I’ve written before about the problems of a singular ‘you must predict’ the future mindset in the media. With that mindset in hand I was reading CJR (Columbia Journalism Review) recent cover story ‘Power Problem’about how the business press failed to challenge the institutions that brought down the financial system. Now if I ignore the fact that I think the author misunderstand the roots of the crisis (which I would argue are global imbalance not the US financial system…the US financial system facilitate the problem but did not cause it) and focus on his point that the media did not put the problems in our face, I find myself reflecting on a problem. In a world where traditional press media is dieing (in part because of bloggers who write commentary as a hobby not a job) how do we incentive truth discovery. Is this (and to what degree) damaging to our democracy?

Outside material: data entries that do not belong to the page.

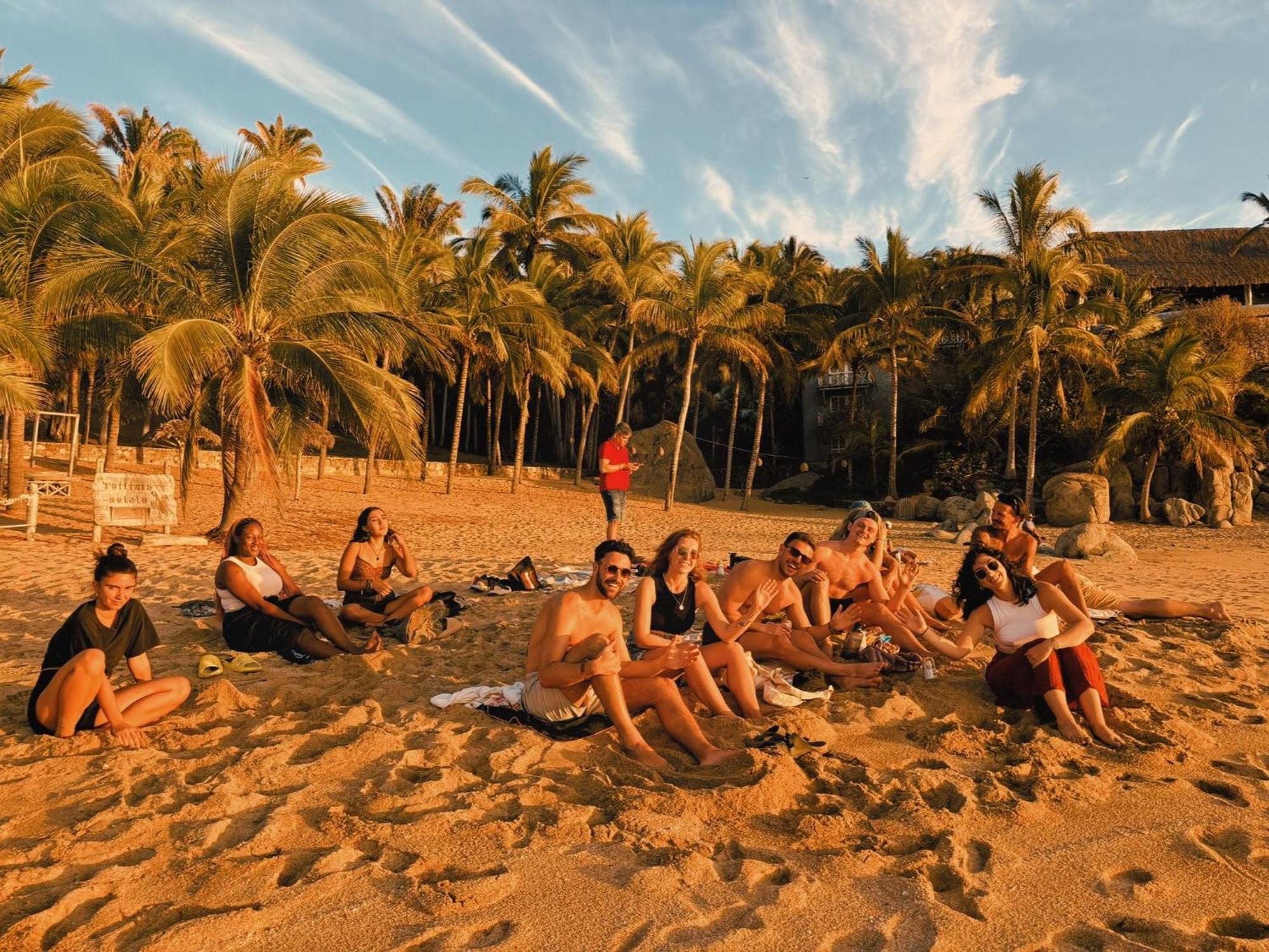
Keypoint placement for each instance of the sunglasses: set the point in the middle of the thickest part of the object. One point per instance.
(800, 555)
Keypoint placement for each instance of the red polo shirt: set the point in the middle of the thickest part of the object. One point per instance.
(616, 456)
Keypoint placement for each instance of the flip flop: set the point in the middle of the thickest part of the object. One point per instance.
(210, 667)
(242, 664)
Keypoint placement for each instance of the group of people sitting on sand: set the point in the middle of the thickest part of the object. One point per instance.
(791, 610)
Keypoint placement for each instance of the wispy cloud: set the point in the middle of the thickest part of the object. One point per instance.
(303, 75)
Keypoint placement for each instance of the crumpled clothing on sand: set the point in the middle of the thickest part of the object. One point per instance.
(501, 696)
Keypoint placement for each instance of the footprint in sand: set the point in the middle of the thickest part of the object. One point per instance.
(1229, 792)
(1125, 882)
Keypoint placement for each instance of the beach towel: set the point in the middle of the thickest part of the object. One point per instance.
(556, 731)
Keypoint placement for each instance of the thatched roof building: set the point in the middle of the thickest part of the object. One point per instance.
(1193, 259)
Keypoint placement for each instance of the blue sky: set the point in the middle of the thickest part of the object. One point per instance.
(749, 120)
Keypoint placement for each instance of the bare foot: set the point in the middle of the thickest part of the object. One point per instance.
(1107, 736)
(1073, 731)
(1215, 611)
(718, 757)
(648, 757)
(842, 682)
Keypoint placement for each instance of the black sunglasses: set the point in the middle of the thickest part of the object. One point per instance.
(800, 555)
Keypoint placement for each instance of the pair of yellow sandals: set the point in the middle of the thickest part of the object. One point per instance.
(210, 665)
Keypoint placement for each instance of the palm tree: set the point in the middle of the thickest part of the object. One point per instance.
(897, 319)
(50, 183)
(630, 268)
(1180, 399)
(1046, 334)
(709, 304)
(272, 323)
(545, 214)
(482, 305)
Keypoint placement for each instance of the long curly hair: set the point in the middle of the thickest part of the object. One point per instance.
(971, 594)
(662, 560)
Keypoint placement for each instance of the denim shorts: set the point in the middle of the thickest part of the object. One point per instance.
(615, 503)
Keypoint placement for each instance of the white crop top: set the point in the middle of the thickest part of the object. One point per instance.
(1016, 625)
(262, 575)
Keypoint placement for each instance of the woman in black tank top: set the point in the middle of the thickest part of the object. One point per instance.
(666, 610)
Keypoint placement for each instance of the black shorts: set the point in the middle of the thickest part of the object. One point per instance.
(370, 601)
(87, 721)
(248, 630)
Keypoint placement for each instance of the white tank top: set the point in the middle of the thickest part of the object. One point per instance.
(1016, 625)
(261, 575)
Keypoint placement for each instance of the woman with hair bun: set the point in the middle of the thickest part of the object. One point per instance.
(74, 689)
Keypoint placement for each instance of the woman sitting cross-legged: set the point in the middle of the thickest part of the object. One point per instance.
(74, 688)
(666, 608)
(1035, 660)
(365, 569)
(265, 608)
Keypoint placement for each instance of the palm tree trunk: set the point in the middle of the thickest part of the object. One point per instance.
(1145, 486)
(112, 433)
(683, 419)
(88, 399)
(17, 460)
(732, 438)
(758, 441)
(459, 422)
(537, 426)
(893, 489)
(626, 381)
(522, 431)
(325, 427)
(498, 419)
(587, 413)
(1012, 450)
(1031, 438)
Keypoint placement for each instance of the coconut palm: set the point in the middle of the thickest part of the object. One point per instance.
(1046, 334)
(544, 214)
(273, 323)
(629, 266)
(1178, 399)
(897, 320)
(709, 304)
(50, 183)
(480, 305)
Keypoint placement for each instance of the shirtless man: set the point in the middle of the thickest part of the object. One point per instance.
(798, 645)
(1020, 542)
(578, 665)
(845, 577)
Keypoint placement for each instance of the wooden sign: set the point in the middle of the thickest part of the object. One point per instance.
(133, 499)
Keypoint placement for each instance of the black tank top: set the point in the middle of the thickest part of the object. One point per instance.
(668, 615)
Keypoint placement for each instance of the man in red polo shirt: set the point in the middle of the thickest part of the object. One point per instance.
(615, 476)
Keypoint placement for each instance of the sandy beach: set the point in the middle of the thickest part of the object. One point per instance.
(333, 806)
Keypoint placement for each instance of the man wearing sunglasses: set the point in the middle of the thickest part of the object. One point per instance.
(578, 665)
(845, 575)
(799, 644)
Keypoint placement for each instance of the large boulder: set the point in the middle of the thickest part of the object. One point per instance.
(1242, 492)
(1216, 494)
(1182, 512)
(957, 508)
(1093, 541)
(1124, 502)
(799, 480)
(1074, 498)
(654, 450)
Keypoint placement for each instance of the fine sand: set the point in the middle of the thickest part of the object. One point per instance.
(333, 806)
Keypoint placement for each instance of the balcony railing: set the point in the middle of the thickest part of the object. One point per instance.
(836, 380)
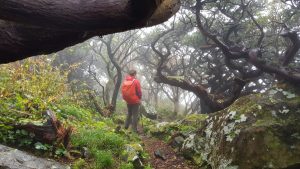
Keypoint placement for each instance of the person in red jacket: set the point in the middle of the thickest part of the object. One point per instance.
(132, 94)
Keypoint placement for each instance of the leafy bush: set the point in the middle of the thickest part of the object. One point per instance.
(71, 110)
(98, 139)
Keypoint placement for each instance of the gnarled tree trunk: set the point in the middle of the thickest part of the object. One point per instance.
(29, 28)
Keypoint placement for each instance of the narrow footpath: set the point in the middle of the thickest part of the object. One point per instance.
(171, 161)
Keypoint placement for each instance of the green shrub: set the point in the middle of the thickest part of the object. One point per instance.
(79, 164)
(103, 159)
(71, 110)
(126, 166)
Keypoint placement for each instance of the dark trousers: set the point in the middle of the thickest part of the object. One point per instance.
(132, 116)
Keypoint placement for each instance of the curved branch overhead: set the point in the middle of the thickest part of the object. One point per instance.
(29, 28)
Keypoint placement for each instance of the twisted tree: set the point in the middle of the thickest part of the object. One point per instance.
(30, 28)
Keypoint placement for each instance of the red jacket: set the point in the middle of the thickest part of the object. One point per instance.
(136, 96)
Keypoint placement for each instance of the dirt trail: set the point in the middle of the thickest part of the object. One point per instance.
(172, 160)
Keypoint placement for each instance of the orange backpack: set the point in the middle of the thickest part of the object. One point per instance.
(129, 91)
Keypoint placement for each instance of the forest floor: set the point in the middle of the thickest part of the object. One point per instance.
(171, 161)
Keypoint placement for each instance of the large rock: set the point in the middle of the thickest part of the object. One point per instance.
(14, 159)
(258, 131)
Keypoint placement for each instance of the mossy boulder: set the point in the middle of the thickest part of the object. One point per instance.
(166, 130)
(257, 131)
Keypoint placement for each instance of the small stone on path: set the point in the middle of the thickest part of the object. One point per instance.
(15, 159)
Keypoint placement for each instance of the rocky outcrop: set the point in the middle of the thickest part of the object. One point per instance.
(14, 159)
(257, 131)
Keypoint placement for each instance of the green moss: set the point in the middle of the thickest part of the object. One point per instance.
(79, 164)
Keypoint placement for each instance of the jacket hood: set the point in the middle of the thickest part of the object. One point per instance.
(130, 78)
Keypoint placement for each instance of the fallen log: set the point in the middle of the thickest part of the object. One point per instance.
(52, 132)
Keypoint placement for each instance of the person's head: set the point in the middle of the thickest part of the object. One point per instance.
(132, 72)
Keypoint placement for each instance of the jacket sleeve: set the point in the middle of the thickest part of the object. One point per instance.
(138, 89)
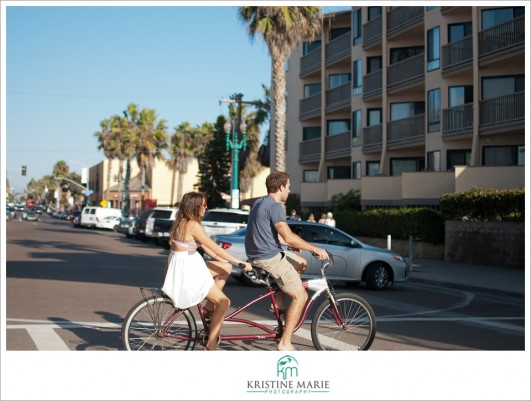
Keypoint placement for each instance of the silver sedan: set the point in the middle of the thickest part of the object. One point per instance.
(354, 261)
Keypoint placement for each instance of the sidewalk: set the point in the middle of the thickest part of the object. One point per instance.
(487, 279)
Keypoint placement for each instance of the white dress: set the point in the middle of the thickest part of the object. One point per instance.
(188, 279)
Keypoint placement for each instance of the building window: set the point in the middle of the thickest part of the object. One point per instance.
(459, 31)
(406, 110)
(356, 27)
(337, 32)
(495, 16)
(356, 170)
(498, 86)
(374, 117)
(374, 12)
(457, 157)
(308, 47)
(460, 95)
(503, 155)
(310, 176)
(434, 110)
(311, 89)
(373, 168)
(356, 128)
(406, 165)
(434, 49)
(335, 80)
(402, 53)
(358, 78)
(311, 133)
(339, 173)
(337, 127)
(434, 161)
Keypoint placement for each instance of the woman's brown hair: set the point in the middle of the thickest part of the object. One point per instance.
(189, 210)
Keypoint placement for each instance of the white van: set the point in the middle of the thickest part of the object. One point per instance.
(92, 216)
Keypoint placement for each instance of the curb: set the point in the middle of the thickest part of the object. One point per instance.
(483, 290)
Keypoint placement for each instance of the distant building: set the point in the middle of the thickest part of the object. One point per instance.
(406, 104)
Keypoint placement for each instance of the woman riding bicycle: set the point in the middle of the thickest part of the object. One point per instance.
(188, 278)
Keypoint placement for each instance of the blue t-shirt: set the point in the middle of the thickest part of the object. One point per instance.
(261, 238)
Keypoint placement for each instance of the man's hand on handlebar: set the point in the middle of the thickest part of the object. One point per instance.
(322, 253)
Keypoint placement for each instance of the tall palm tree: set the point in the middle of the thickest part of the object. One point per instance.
(282, 28)
(182, 151)
(152, 139)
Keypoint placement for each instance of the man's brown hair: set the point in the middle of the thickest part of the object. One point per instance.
(275, 180)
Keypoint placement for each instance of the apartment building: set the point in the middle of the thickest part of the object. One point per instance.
(406, 104)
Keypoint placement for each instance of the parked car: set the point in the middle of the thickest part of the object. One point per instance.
(224, 221)
(91, 216)
(109, 223)
(354, 261)
(127, 226)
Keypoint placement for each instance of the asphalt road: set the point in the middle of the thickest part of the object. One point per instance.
(69, 289)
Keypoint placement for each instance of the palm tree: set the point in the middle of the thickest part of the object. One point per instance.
(151, 140)
(282, 28)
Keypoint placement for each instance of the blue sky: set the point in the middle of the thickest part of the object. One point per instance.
(70, 66)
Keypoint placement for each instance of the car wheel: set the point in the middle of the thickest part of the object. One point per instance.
(377, 276)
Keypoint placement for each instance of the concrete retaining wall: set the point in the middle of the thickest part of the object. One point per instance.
(485, 243)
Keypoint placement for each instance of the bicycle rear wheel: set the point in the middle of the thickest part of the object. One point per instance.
(147, 328)
(358, 329)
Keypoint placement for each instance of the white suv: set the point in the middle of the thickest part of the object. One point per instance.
(224, 221)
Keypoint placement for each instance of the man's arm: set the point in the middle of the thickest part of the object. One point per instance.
(288, 237)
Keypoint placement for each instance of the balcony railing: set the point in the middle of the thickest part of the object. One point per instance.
(502, 109)
(406, 129)
(338, 48)
(502, 36)
(458, 118)
(372, 83)
(339, 96)
(372, 136)
(310, 62)
(401, 17)
(405, 70)
(338, 145)
(457, 52)
(310, 106)
(310, 150)
(372, 31)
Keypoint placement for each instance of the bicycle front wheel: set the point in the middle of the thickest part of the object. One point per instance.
(353, 330)
(153, 324)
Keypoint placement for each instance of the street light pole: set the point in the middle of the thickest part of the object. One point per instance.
(235, 145)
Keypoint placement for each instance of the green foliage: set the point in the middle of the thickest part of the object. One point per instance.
(349, 201)
(422, 223)
(214, 167)
(480, 204)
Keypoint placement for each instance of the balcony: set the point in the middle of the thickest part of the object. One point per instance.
(310, 151)
(458, 122)
(372, 138)
(338, 50)
(401, 19)
(338, 146)
(457, 54)
(372, 33)
(372, 85)
(339, 97)
(406, 131)
(310, 107)
(310, 63)
(502, 37)
(406, 71)
(503, 110)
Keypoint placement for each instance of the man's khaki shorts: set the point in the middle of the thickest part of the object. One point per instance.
(281, 268)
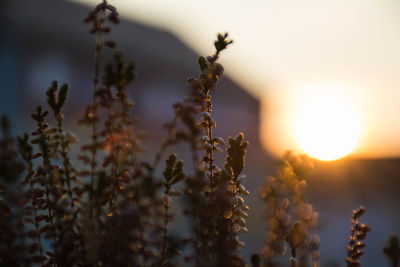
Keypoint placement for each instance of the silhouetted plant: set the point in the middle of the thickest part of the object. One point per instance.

The first thing that jumps at me is that market itself. The players who took credit away from the system in the form of shorting sub-prime mortgages did us a favor by making the problem smaller (although trivially so) than it otherwise would have been (an inverse example of this it that the Internet bubble in equities happened in large part because the shorts were gone…for the moment ignore the circular problem there). These players were rewarded and in a large way. The same thing is true of short sellers of the sub prime mortgage companies. One problem with this path is that these players are demonized not encouraged. We should think about policy which make shorting or taking a negative view easier not harder (Here’s the tough question: how do we politically insulate this?).
Is this enough? No, because not everything can be shorted. Corruption in politics and private fly by night shops are essential ‘private’ enterprise but can’t be sold short; so who cares about information discovery. There is still a new market for cracking big stories but maybe we should think about policy which enable recover for the investigator. Your first question might be ‘will this make the NYTimes like a treasure hunter guild?’ Maybe, but would that be bad. Depends…it is complicated and hard to see how it plays out but it would be an disaster if it made NYTimes into a lawyers hen house.